Never create Ruby strings longer than 23 characters (opens in new tab)

(patshaughnessy.net)

54 pointsctaglia12y ago59 comments

59 comments

nly12y ago

This is known as the "small string optimisation" in C++, so you can see a similar implementation in Clangs libc++[1].

One interesting corollary is that moving short strings in an implementation that does this could actually be ever so slightly (negligibly) slower than moving long ones (since byte copies are slower than word copies). But generally, this is a free lunch optimisation and can save you hundreds of megs of memory when writing programs dealing with millions of short strings.

[1] http://llvm.org/svn/llvm-project/libcxx/trunk/include/string - search for "union"

Someone12y ago

http://www.slideshare.net/nirusuma/what-lies-beneath-the-bea... (from march 2012) also discusses this.

Also (pedantic):

   #define RSTRING_EMBED_LEN_MAX ((int)((sizeof(VALUE)*3)/sizeof(char)-1))

sizeof(char) is always 1, so that division is superfluous.

BudVVeezer12y ago

sizeof(char) is implementation defined; see limits.h for more information on the probable size of char for your target. If the sizeof(char) is 1, the division will be optimized away, so there's no loss by keeping the code portable.

Sharlin12y ago

No, the size of char (in bits) is implementation defined, but sizeof(char) is defined to be 1, no matter what its size in bits.

1 more reply

chollida112y ago

No this is incorrect, see:

http://stackoverflow.com/q/4562249/25981

sizeof(char) is always defined to be one. This can't be altered by a conforming compiler.

EpicEng12y ago

Wrong. sizeof(char) is define to be one. The number of bits in a byte (char) is implementation defined (this is why CHAR_BIT exists). Not the same thing.

danielweber12y ago

More like "ruby optimizes for short strings, and chose 23 at the cut-off point for Reasons."

yapcguy12y ago

Can't wait for someone to write a new faster better string class which handles strings of any length by internally chopping them into 23 character portions....

fat0wl12y ago

lol yes....... how reasonable. ahah when i saw the title of the article all i could think was "click comments to tune in for the most amusing flamewar this week" but so many of these comments are like "so... its 23 characters.... why not?!"
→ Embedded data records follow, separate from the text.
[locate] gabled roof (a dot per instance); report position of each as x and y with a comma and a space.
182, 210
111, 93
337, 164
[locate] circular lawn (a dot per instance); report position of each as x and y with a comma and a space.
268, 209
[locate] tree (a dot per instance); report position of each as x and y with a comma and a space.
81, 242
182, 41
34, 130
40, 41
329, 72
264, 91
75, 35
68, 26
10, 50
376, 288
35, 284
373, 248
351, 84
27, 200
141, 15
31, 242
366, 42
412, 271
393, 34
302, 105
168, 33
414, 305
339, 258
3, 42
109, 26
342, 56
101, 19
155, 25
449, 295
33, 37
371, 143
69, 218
comeon peopleeeee, a bit of an arbitrary internal standard, no?

i understand the point about "CONCLUSION: it doesn't matter for a few strings!" but.... comeonnnn it must matter on some level, otherwise why is Rails such a pain in the ass to optimize? these things must add up...

2 more replies

vidarh12y ago

I hope that is meant as a joke.

pothibo12y ago

More to the point, ruby always uses string with more than 23 character. It's strings that are passed to the client and an HTML page is almost always bigger than 23 characters.

Xylakant12y ago

Ruby is a general purpose scripting language that can be used for web development (rails, sinatra) but is often used for different purposes (puppet, chef, vagrant, shoes, ...).

And even if you'd assume web development as the only purpose, there's a lot of strings that are shorter than 23 characters: Header for request and responses, form fields passed by the client (usernames, passwords, ...), field names passed in hashes, table and column names, template and file names, URLs or even the occasional, totally rare string in a json structure. It's an optimization with major gain and little loss.

1 more reply

ben0x53912y ago

There's some discussion at https://news.ycombinator.com/item?id=3425164 , including some interesting technical/benchmarky comments.

ra88it12y ago

Title: "Never create Ruby strings longer than 23 characters"

Conclusion: "Don’t worry! I don’t think you should refactor all your code to be sure you have strings of length 23 or less."

spoiler12y ago

This is MRI (C Ruby) behaviour and not Ruby - specific , though. However, this is still interesting information.

anon412y ago

Wouldn't it be better to use this declaration though:

    struct RString {

      struct RBasic basic;

      union {
        struct {
          long len;
          char *ptr;
          union {
            long capa;
            VALUE shared;
          } aux;
        } heap;
    
        char ary[];
      } as;
    };

    /* apologies if I messed up the syntax here */
    #define RSTRING_EMBED_LEN_MAX (sizeof(((RString*)(0))->as) - 1)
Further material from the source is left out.